After a full week on the shelf with a low-grade left hamstring strain, Nick Swisher is in this afternoon’s lineup at DH. He’s been hitting in the cage/batting practice for a few days and tested his leg running the bases yesterday. The Yankees can certainly use the lineup boost, so Swisher’s return is very welcome.

The bad news: there are severe thunderstorms in the forecast today and the Yankees don’t play in Kansas City again this season. They’d have to sacrifice a scheduled day off and travel to make this one up if the rain forces a postponement.

Injury Updates: Swisher & Gardner

Via Bryan Hoch, outfielder Nick Swisher is likely to miss a week after suffering a low-grade hamstring strain in yesterday’s game. Joe Girardi said they’re going to try to avoid placing him on the DL, which I honestly don’t understand. Minor hamstring strains can become major hamstring strains very easily, especially if they aren’t given the proper time to heal. Just sit him down for the 15 days and make sure he’s healthy without handicapping the roster.

In other news, Hoch reports that Brett Gardner again took his hacks in the cage today. He will take batting practice on the field tomorrow and is on track to be activated when his DL stint is up on Thursday. Until then, the Yankees appear content to use a 13-man pitching staff and a two-man bench.

Update: Swisher has low-grade hammy strain

4:43pm: Swisher has a low-grade hamstring strain and will miss “more than a few days” according to Joe Girardi. He might not need a DL stint, however. Three healthy outfielders with Eduardo Nunez as the backup won’t cut it, the Yankees are going to have to abandon the 13-man pitching staff at some point.
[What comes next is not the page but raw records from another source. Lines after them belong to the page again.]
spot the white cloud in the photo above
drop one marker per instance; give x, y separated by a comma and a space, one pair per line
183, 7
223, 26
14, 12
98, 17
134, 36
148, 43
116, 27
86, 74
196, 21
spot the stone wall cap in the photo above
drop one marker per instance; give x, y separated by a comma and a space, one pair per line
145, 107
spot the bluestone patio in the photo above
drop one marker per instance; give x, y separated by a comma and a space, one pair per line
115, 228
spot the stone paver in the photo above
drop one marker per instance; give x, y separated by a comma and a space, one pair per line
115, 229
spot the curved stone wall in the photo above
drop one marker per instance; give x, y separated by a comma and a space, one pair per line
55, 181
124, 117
3:19pm: The team says it’s a tight left hamstring and Swisher will head for a precautionary MRI. Hopefully it’s not a strain or anything and he won’t miss more than a few days.

2:13pm: Nick Swisher was lifted from this afternoon’s game with an apparent left hamstring injury. Replays showed him flexing his leg and grabbing at it following a swing then again on first base after drawing a walk. Andruw Jones replaced Swisher off the bench. Hopefully it’s just a cramp. We’ll update this post with more as it comes in.